Einde inhoudsopgave
Wet gewasbeschermingsmiddelen en biociden
Artikel 117 Begripsbepaling
Geldend
Geldend vanaf 01-03-2021
- Bronpublicatie:
05-02-2020, Stb. 2020, 65 (uitgifte: 19-02-2020, kamerstukken: 35083)
- Inwerkingtreding
01-03-2021
- Bronpublicatie inwerkingtreding:
23-02-2021, Stb. 2021, 100 (uitgifte: 26-02-2021, kamerstukken/regelingnummer: -)

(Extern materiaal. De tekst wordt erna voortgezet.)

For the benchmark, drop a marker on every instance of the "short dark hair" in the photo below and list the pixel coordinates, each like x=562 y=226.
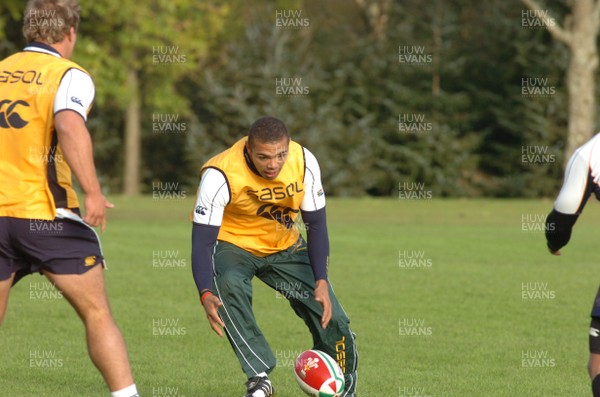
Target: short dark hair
x=49 y=21
x=268 y=129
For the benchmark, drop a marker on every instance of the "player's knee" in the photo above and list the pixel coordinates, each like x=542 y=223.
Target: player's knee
x=230 y=284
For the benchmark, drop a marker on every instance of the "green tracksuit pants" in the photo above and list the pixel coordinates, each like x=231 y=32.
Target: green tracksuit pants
x=290 y=273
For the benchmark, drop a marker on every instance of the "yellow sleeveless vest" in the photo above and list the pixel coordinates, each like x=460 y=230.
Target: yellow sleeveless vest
x=34 y=176
x=260 y=215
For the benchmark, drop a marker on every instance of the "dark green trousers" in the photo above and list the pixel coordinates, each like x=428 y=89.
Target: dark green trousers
x=289 y=272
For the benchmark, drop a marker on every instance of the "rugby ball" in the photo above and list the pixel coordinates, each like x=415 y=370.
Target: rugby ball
x=318 y=374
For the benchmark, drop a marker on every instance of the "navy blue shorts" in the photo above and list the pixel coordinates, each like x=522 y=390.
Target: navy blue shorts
x=61 y=246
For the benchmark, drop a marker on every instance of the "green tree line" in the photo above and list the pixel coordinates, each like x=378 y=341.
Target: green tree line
x=467 y=98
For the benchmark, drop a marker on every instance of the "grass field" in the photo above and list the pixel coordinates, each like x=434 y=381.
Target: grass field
x=484 y=311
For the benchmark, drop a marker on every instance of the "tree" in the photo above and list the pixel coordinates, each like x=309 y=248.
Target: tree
x=579 y=32
x=138 y=51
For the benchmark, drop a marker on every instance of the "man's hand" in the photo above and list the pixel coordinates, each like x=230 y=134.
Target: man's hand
x=322 y=296
x=211 y=304
x=95 y=210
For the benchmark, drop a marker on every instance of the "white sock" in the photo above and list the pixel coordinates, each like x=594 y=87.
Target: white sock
x=129 y=391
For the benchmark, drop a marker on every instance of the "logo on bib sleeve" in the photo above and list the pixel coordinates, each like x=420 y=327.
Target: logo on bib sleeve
x=9 y=118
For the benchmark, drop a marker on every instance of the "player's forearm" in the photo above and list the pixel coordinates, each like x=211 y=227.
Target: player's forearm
x=558 y=229
x=318 y=241
x=76 y=146
x=203 y=241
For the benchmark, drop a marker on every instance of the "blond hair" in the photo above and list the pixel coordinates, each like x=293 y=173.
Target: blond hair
x=49 y=21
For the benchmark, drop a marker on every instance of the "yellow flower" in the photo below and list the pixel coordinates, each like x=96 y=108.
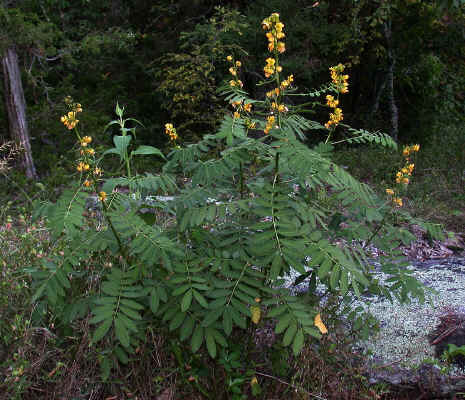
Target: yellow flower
x=85 y=141
x=171 y=132
x=256 y=314
x=331 y=101
x=319 y=324
x=82 y=167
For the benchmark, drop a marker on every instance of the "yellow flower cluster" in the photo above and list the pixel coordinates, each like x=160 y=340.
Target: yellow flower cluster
x=331 y=101
x=338 y=79
x=82 y=166
x=279 y=107
x=410 y=150
x=287 y=82
x=334 y=118
x=269 y=68
x=170 y=131
x=270 y=124
x=404 y=174
x=70 y=120
x=102 y=196
x=275 y=27
x=233 y=70
x=85 y=141
x=240 y=106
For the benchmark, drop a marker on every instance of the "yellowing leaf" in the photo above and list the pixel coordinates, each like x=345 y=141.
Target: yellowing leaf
x=319 y=324
x=256 y=314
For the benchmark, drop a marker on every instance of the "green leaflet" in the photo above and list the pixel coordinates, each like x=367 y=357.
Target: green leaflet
x=197 y=339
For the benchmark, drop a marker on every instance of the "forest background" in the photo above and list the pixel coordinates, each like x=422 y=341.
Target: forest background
x=164 y=62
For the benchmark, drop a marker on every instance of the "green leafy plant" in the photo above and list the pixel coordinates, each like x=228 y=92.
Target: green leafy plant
x=249 y=210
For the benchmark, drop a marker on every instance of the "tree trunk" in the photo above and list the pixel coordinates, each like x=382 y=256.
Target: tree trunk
x=16 y=108
x=390 y=83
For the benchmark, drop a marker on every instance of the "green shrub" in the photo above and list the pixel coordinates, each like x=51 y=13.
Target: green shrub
x=248 y=204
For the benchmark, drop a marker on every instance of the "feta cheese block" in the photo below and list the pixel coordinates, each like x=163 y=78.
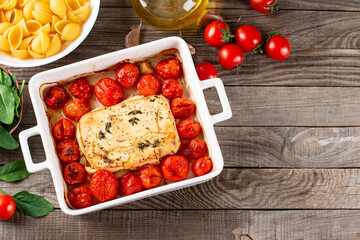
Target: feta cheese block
x=135 y=132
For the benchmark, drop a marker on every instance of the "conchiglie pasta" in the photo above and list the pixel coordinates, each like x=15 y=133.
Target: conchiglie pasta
x=39 y=28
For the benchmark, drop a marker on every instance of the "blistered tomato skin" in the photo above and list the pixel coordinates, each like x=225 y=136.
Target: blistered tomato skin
x=63 y=129
x=169 y=68
x=56 y=98
x=80 y=197
x=108 y=92
x=130 y=184
x=75 y=173
x=202 y=166
x=149 y=85
x=81 y=89
x=104 y=185
x=68 y=151
x=127 y=75
x=188 y=129
x=175 y=168
x=75 y=108
x=182 y=108
x=150 y=176
x=171 y=89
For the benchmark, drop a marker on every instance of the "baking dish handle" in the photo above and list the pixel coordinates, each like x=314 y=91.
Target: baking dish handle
x=218 y=84
x=23 y=137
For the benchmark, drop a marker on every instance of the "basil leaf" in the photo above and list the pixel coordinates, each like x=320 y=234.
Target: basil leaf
x=6 y=140
x=7 y=105
x=32 y=205
x=14 y=171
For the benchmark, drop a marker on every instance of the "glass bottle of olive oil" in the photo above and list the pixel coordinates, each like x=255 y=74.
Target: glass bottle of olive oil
x=169 y=14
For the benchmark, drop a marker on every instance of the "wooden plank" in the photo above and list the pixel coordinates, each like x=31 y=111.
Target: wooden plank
x=240 y=189
x=269 y=147
x=222 y=225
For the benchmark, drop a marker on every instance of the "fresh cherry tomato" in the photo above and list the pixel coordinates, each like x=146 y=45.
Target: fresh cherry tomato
x=169 y=68
x=172 y=89
x=175 y=168
x=7 y=206
x=81 y=89
x=217 y=34
x=68 y=151
x=206 y=71
x=75 y=173
x=230 y=56
x=195 y=148
x=188 y=128
x=104 y=185
x=127 y=75
x=63 y=129
x=264 y=6
x=74 y=109
x=182 y=108
x=150 y=176
x=130 y=183
x=149 y=85
x=278 y=47
x=80 y=197
x=202 y=166
x=247 y=37
x=108 y=92
x=56 y=98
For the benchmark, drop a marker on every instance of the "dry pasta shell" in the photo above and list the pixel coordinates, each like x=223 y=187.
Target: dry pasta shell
x=71 y=31
x=15 y=37
x=58 y=7
x=42 y=17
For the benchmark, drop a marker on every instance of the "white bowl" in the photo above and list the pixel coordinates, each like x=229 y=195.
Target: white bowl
x=66 y=48
x=192 y=82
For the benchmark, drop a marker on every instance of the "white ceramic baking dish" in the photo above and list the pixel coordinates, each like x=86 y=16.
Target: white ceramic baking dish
x=194 y=85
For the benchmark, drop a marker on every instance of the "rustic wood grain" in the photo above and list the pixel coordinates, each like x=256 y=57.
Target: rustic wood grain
x=240 y=189
x=199 y=225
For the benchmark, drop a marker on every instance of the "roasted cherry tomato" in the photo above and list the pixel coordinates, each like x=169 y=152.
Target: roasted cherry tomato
x=63 y=129
x=108 y=92
x=68 y=151
x=202 y=166
x=104 y=185
x=206 y=71
x=127 y=75
x=56 y=98
x=264 y=6
x=278 y=47
x=188 y=128
x=248 y=37
x=75 y=173
x=172 y=89
x=80 y=197
x=230 y=56
x=130 y=183
x=81 y=89
x=75 y=108
x=149 y=85
x=195 y=148
x=182 y=108
x=7 y=206
x=217 y=34
x=150 y=176
x=169 y=68
x=175 y=168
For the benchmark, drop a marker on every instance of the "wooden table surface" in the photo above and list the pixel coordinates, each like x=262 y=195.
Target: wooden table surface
x=291 y=149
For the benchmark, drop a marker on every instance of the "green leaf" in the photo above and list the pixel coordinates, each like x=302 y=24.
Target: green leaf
x=14 y=171
x=6 y=140
x=32 y=205
x=7 y=105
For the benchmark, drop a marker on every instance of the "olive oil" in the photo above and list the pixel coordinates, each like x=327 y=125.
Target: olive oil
x=169 y=14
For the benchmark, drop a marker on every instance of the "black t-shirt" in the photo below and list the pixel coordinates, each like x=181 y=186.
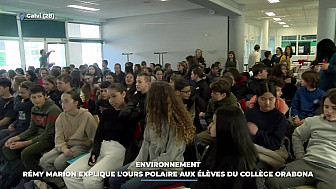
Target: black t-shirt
x=7 y=110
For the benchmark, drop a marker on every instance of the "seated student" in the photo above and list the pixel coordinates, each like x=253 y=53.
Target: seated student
x=259 y=75
x=281 y=71
x=143 y=83
x=158 y=73
x=221 y=96
x=88 y=93
x=40 y=135
x=44 y=72
x=168 y=130
x=64 y=83
x=307 y=98
x=267 y=125
x=320 y=156
x=231 y=150
x=22 y=105
x=280 y=104
x=213 y=75
x=129 y=83
x=202 y=87
x=103 y=102
x=183 y=90
x=7 y=113
x=110 y=77
x=75 y=129
x=114 y=134
x=239 y=89
x=18 y=79
x=50 y=85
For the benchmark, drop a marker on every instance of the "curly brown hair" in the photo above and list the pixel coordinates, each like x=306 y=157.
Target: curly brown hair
x=163 y=106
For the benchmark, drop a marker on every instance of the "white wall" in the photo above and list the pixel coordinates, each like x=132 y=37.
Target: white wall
x=178 y=33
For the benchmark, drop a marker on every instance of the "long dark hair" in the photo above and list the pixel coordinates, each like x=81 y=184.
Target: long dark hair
x=232 y=142
x=325 y=49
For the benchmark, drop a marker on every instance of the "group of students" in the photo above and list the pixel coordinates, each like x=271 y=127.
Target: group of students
x=110 y=121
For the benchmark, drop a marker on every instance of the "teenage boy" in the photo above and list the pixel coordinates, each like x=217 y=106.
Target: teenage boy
x=120 y=76
x=143 y=82
x=7 y=113
x=64 y=83
x=259 y=75
x=213 y=75
x=40 y=135
x=221 y=96
x=103 y=102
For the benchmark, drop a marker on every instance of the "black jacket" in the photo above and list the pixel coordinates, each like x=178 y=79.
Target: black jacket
x=116 y=125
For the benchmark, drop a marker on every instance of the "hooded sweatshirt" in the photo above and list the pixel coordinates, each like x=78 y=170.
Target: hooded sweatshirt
x=42 y=124
x=75 y=130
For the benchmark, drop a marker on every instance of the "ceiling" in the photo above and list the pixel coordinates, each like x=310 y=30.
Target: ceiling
x=108 y=8
x=296 y=13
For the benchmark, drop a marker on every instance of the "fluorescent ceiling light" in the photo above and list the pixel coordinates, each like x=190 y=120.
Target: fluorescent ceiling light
x=83 y=8
x=270 y=13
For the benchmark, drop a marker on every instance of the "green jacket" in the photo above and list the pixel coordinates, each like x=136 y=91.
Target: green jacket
x=42 y=124
x=214 y=105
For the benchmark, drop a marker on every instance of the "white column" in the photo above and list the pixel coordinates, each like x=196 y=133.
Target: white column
x=264 y=35
x=326 y=21
x=236 y=39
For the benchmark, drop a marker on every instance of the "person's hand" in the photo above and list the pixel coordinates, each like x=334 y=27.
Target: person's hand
x=92 y=160
x=11 y=127
x=297 y=121
x=253 y=128
x=10 y=141
x=17 y=145
x=325 y=66
x=69 y=152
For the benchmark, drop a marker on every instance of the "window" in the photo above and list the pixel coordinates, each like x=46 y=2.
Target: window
x=9 y=55
x=32 y=53
x=83 y=31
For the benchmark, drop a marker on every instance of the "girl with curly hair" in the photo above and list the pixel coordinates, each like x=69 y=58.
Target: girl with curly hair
x=168 y=130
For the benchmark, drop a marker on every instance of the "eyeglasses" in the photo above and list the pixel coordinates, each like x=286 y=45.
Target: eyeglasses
x=65 y=101
x=186 y=92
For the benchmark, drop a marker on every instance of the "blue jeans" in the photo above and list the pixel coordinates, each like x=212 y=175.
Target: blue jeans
x=134 y=183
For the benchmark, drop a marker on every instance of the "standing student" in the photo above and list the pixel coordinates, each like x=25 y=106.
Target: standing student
x=44 y=58
x=50 y=85
x=231 y=61
x=40 y=135
x=254 y=57
x=326 y=52
x=88 y=93
x=143 y=83
x=168 y=130
x=23 y=106
x=287 y=56
x=75 y=129
x=103 y=100
x=120 y=76
x=7 y=113
x=114 y=134
x=320 y=155
x=277 y=56
x=231 y=150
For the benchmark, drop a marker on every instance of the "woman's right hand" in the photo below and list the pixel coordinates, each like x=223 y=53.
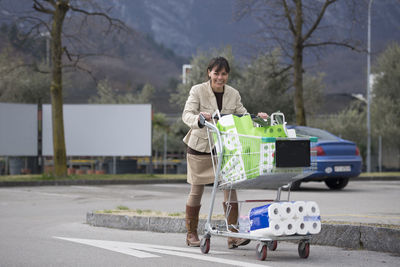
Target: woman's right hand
x=206 y=115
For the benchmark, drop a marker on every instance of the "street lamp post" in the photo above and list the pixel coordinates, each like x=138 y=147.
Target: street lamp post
x=369 y=89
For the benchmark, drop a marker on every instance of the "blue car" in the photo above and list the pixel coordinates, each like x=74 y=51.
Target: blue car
x=338 y=160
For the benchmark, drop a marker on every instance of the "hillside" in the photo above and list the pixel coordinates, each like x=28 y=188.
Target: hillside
x=169 y=33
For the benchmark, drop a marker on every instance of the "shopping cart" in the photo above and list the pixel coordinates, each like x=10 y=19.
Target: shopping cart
x=281 y=162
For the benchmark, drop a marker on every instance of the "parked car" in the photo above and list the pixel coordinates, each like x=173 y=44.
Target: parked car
x=338 y=160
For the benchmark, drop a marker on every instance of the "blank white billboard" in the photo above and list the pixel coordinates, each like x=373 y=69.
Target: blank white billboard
x=102 y=130
x=18 y=129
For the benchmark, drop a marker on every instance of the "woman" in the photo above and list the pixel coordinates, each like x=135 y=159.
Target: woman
x=204 y=99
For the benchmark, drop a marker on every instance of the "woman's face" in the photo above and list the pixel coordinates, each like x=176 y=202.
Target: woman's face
x=218 y=78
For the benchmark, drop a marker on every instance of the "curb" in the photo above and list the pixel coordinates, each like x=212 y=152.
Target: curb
x=144 y=181
x=90 y=182
x=375 y=178
x=339 y=235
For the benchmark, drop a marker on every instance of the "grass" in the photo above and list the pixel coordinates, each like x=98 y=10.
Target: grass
x=139 y=176
x=45 y=177
x=122 y=210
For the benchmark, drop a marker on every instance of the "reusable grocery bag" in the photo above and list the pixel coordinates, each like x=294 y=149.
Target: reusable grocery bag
x=248 y=151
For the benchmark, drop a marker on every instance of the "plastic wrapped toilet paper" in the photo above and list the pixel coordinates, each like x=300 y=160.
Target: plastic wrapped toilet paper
x=289 y=227
x=312 y=208
x=299 y=209
x=275 y=229
x=301 y=228
x=287 y=210
x=275 y=211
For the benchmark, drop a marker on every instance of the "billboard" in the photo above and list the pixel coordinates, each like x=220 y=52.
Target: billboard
x=102 y=130
x=18 y=129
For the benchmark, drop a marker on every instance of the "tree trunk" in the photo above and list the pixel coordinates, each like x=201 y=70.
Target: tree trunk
x=60 y=156
x=298 y=66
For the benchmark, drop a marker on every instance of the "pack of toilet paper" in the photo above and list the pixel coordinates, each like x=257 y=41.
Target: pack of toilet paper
x=248 y=152
x=285 y=218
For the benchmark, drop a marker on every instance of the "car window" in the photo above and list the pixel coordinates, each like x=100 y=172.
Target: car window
x=321 y=134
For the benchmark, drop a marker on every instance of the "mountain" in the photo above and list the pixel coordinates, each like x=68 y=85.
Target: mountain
x=190 y=25
x=170 y=32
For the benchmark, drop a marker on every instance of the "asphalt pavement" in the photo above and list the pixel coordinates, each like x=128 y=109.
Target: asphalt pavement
x=379 y=230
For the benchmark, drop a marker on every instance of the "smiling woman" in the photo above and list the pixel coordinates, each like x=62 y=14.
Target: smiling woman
x=205 y=99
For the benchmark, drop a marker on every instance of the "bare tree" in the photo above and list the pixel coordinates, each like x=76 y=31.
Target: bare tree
x=294 y=26
x=56 y=11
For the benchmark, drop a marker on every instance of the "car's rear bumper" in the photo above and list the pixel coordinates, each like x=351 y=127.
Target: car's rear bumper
x=336 y=168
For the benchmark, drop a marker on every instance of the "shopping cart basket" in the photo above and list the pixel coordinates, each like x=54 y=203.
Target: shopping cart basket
x=247 y=162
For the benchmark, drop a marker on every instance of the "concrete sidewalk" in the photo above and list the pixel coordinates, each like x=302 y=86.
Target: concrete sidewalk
x=383 y=238
x=145 y=181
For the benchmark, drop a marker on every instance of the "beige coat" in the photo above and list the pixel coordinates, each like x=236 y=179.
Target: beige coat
x=202 y=99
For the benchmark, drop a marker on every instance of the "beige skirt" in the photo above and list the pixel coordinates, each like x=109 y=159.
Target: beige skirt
x=199 y=169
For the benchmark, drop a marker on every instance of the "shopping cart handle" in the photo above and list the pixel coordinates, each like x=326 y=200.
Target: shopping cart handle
x=238 y=115
x=202 y=121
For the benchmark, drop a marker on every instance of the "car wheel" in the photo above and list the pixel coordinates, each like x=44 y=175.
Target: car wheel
x=337 y=183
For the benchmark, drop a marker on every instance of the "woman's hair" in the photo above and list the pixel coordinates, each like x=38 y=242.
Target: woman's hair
x=220 y=63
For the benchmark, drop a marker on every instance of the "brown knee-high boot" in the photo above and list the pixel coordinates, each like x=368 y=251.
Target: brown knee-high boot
x=232 y=220
x=192 y=220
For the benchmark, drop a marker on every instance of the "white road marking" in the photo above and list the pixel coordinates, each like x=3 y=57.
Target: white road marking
x=138 y=250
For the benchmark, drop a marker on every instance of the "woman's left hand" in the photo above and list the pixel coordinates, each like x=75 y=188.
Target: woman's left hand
x=262 y=115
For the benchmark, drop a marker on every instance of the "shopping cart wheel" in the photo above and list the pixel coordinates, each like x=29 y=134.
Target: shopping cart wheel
x=205 y=245
x=272 y=245
x=304 y=249
x=261 y=251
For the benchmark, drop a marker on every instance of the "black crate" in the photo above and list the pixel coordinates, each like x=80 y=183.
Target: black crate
x=292 y=153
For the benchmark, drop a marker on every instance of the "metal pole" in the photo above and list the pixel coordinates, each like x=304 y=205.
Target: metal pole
x=380 y=154
x=114 y=165
x=369 y=89
x=165 y=153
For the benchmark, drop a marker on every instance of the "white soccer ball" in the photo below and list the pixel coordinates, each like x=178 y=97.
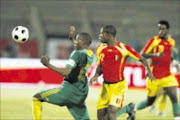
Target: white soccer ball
x=20 y=34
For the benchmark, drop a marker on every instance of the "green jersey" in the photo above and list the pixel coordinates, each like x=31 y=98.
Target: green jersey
x=80 y=61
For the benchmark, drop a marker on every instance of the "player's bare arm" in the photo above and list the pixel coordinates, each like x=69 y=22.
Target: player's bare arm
x=146 y=65
x=62 y=71
x=72 y=33
x=97 y=74
x=150 y=55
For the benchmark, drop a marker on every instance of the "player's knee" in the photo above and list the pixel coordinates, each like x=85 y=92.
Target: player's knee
x=173 y=98
x=113 y=110
x=101 y=114
x=150 y=100
x=38 y=97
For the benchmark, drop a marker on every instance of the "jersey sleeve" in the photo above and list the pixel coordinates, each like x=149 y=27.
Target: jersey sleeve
x=73 y=60
x=98 y=51
x=148 y=47
x=132 y=53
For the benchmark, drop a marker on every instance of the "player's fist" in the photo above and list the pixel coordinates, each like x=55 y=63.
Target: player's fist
x=159 y=54
x=150 y=75
x=72 y=32
x=45 y=60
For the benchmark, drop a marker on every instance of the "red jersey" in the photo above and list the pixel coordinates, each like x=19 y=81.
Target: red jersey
x=160 y=66
x=113 y=60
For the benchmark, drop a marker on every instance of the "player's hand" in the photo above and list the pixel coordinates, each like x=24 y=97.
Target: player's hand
x=159 y=54
x=45 y=60
x=92 y=80
x=72 y=32
x=151 y=77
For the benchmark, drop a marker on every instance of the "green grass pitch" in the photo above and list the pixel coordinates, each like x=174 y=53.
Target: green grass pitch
x=15 y=104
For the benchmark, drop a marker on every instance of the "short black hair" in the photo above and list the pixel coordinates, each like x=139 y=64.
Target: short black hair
x=164 y=22
x=110 y=29
x=86 y=37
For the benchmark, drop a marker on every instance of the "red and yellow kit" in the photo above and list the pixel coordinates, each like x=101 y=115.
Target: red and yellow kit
x=113 y=60
x=160 y=66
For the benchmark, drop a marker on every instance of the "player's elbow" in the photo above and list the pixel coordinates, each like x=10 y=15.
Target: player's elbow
x=66 y=71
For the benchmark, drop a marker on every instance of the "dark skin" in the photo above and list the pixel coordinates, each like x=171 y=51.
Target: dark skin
x=170 y=91
x=111 y=111
x=78 y=44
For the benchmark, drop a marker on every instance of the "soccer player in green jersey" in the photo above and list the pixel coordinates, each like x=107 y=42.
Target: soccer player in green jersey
x=74 y=88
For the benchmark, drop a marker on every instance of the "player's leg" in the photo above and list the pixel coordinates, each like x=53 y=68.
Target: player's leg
x=152 y=88
x=103 y=101
x=129 y=109
x=56 y=96
x=145 y=103
x=172 y=93
x=102 y=114
x=112 y=112
x=162 y=104
x=37 y=106
x=79 y=112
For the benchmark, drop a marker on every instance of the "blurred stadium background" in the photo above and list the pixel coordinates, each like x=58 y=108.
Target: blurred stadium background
x=48 y=23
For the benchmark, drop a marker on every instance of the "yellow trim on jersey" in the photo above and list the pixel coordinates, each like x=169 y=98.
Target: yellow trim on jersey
x=99 y=49
x=89 y=52
x=155 y=42
x=124 y=53
x=172 y=41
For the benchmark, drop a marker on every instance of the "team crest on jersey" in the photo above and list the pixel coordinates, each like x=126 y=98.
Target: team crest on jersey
x=118 y=101
x=109 y=50
x=117 y=57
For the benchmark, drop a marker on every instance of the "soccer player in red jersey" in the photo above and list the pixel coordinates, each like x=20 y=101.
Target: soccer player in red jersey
x=111 y=60
x=159 y=50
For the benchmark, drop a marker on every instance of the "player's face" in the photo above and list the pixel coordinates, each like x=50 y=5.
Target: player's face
x=103 y=37
x=163 y=31
x=78 y=42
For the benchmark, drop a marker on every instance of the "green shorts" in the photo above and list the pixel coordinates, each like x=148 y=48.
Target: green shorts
x=68 y=95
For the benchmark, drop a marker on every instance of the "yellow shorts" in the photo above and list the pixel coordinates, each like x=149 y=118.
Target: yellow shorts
x=112 y=94
x=154 y=87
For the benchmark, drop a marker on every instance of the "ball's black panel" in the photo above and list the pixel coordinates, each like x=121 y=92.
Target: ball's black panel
x=16 y=37
x=23 y=31
x=16 y=29
x=24 y=39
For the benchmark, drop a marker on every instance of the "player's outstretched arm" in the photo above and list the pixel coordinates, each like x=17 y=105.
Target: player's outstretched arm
x=150 y=55
x=62 y=71
x=72 y=32
x=97 y=74
x=146 y=65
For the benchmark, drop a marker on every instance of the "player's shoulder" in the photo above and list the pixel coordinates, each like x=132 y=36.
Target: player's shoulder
x=101 y=47
x=171 y=40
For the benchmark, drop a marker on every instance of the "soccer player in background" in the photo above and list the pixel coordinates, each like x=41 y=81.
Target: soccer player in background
x=112 y=56
x=159 y=50
x=74 y=89
x=162 y=96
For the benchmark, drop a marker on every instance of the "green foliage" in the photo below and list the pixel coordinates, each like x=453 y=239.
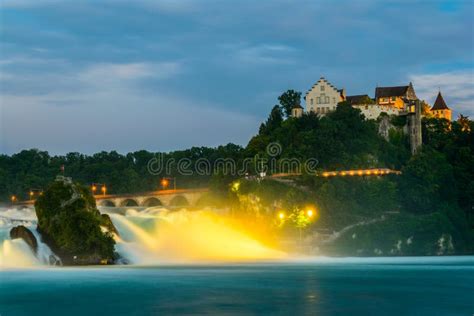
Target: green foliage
x=288 y=100
x=70 y=222
x=427 y=181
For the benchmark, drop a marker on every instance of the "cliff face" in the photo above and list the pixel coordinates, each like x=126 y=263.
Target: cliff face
x=70 y=224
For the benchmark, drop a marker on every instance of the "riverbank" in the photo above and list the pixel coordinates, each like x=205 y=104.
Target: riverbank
x=324 y=286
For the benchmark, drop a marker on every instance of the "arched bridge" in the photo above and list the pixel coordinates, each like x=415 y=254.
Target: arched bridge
x=165 y=198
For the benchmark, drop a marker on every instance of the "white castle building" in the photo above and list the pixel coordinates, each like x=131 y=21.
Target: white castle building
x=323 y=97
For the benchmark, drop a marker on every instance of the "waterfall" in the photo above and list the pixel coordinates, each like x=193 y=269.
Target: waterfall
x=16 y=253
x=156 y=235
x=146 y=237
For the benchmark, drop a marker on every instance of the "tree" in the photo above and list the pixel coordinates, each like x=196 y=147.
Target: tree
x=427 y=182
x=288 y=100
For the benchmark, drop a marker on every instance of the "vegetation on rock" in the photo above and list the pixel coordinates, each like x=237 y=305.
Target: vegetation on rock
x=71 y=224
x=25 y=234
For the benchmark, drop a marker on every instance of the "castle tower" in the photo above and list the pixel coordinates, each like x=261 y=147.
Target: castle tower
x=414 y=125
x=297 y=111
x=440 y=109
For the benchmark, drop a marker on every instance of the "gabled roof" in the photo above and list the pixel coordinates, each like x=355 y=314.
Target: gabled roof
x=297 y=106
x=398 y=91
x=357 y=99
x=383 y=92
x=439 y=103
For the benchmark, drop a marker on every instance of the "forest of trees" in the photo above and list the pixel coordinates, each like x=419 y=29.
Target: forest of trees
x=440 y=176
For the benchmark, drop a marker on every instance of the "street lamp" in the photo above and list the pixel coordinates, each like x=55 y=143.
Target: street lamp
x=34 y=191
x=95 y=185
x=165 y=182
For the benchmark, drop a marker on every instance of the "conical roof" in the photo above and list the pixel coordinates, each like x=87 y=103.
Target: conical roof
x=439 y=103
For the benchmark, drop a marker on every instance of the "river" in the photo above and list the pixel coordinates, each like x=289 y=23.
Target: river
x=266 y=284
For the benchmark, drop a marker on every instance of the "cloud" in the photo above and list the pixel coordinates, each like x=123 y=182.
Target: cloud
x=104 y=107
x=265 y=54
x=457 y=89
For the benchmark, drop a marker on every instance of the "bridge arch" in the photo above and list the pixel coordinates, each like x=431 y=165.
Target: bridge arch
x=107 y=203
x=129 y=203
x=152 y=201
x=179 y=201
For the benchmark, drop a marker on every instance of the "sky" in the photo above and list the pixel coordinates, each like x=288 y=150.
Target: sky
x=165 y=75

- Overige regelgevende instantie(s)
Ministerie van Volkshuisvesting, Ruimtelijke Ordening en Milieubeheer
- Vakgebied(en)
Natuurbeschermingsrecht / Soortenbescherming
Agrarisch recht (V)
1.
In deze afdeling en de daarop berustende bepalingen wordt verstaan onder:
- a.
EG-verordening: verordening van de Raad van de Europese Unie of van het Europees Parlement en de Raad van de Europese Unie gezamenlijk, die geheel of gedeeltelijk berust op de artikelen 12, 43, 114, 168, 169, of 192 van het Verdrag betreffende de werking van de Europese Unie of 37, 95, 152, 153, of 175 van het Verdrag tot oprichting van de Europese Gemeenschap en waarin voorschriften zijn neergelegd betreffende het op de markt brengen van gewasbeschermingsmiddelen of biociden of het op de markt brengen van producten die met gewasbeschermingsmiddelen of biociden behandeld zijn alsmede daarmee samenhangende activiteiten of waarin voorschriften zijn neergelegd betreffende officiële controles en andere officiële activiteiten die worden uitgevoerd om de toepassing van de hiervoor bedoelde voorschriften te waarborgen;
- b.
EG-richtlijn: richtlijn van de Raad van de Europese Unie of het Europees Parlement en de Raad van de Europese Unie gezamenlijk, die geheel of gedeeltelijk berust op de artikelen 12, 43, 114, 168, 169, of 192 van het Verdrag betreffende de werking van de Europese Unie of 37, 95, 152, 153, of 175 van het Verdrag tot oprichting van de Europese Gemeenschap en waarin voorschriften zijn neergelegd betreffende het op de markt brengen van gewasbeschermingsmiddelen of biociden of het op de markt brengen van producten die met gewasbeschermingsmiddelen of biociden behandeld zijn alsmede daarmee samenhangende activiteiten.
2.
Voor de toepassing van deze paragraaf en de daarop berustende bepalingen gelden de begripsomschrijvingen zoals die zijn neergelegd in EG-verordeningen. Daar waar deze begripsbepalingen afwijken van de in artikel 1 van deze wet opgenomen begripsbepalingen, gelden de begripsbepalingen zoals die zijn neergelegd in de EG-verordening.